Outcome-based brand positioning for professional services.

In our branding practice, we often get the privilege to work with entrepreneurial and professional services companies. Our work with these organizations will often include assisting them in the development of a brand positioning that will help a company present a unique value proposition to their intended markets. 

Brand Positioning diagram

One initial problem we must regularly overcome is that many companies have seemingly been conditioned to subscribe to the way the market defines them, e.g., “We’re a research firm… an engineering firm … an investment firm”, etc.,. So not surprisingly, their initial approach to positioning often lies in describing their value proposition in terms of functional benefits or by emphasizing the quality of their services. This costs them opportunities to meaningfully differentiate themselves and present a value proposition that is relevant to a market already saturated with parity offerings. 

Professional services firms should instead look to define the market for themselves by carefully listening to what the market is really looking for, in order to ensure that their positioning and expertise are aligned to answer these particular needs. To do so they must focus their positioning relative to desired customer outcomes rather than on industry table stakes like speed, accuracy, cost, or whatever else those happen to be.

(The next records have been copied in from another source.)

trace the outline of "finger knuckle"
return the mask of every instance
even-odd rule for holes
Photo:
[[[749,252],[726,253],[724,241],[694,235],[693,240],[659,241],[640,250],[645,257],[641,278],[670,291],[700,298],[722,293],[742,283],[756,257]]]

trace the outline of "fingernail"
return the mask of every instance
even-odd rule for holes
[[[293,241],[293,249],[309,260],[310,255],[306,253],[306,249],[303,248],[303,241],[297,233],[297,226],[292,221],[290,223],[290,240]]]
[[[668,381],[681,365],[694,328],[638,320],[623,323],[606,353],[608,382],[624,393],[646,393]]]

With few exceptions, your brand positioning should not be primarily about your services or how satisfied your current clients are. It should instead come from looking deeper into the market to understand what will drive future demand and ensure that when the time comes, the companies within it will see your firm as the most able to meet their needs. This is how you can create your unique, distinct and, most of all, relevant identity and express it in a direct and compelling way.

CREATING A UNIQUE AND RESONANT POSITIONING

“People don't want to buy a quarter-inch drill.
They want a quarter-inch hole”

Theodore Levitt

Finding out what those desired client outcomes are may be a more difficult task than one might expect. This is because, not unexpectedly, these are likely of a deeply emotional nature but cloaked in the language and imperatives of business. It then becomes difficult for clients to communicate their true motivations and what will really drive their purchase decisions.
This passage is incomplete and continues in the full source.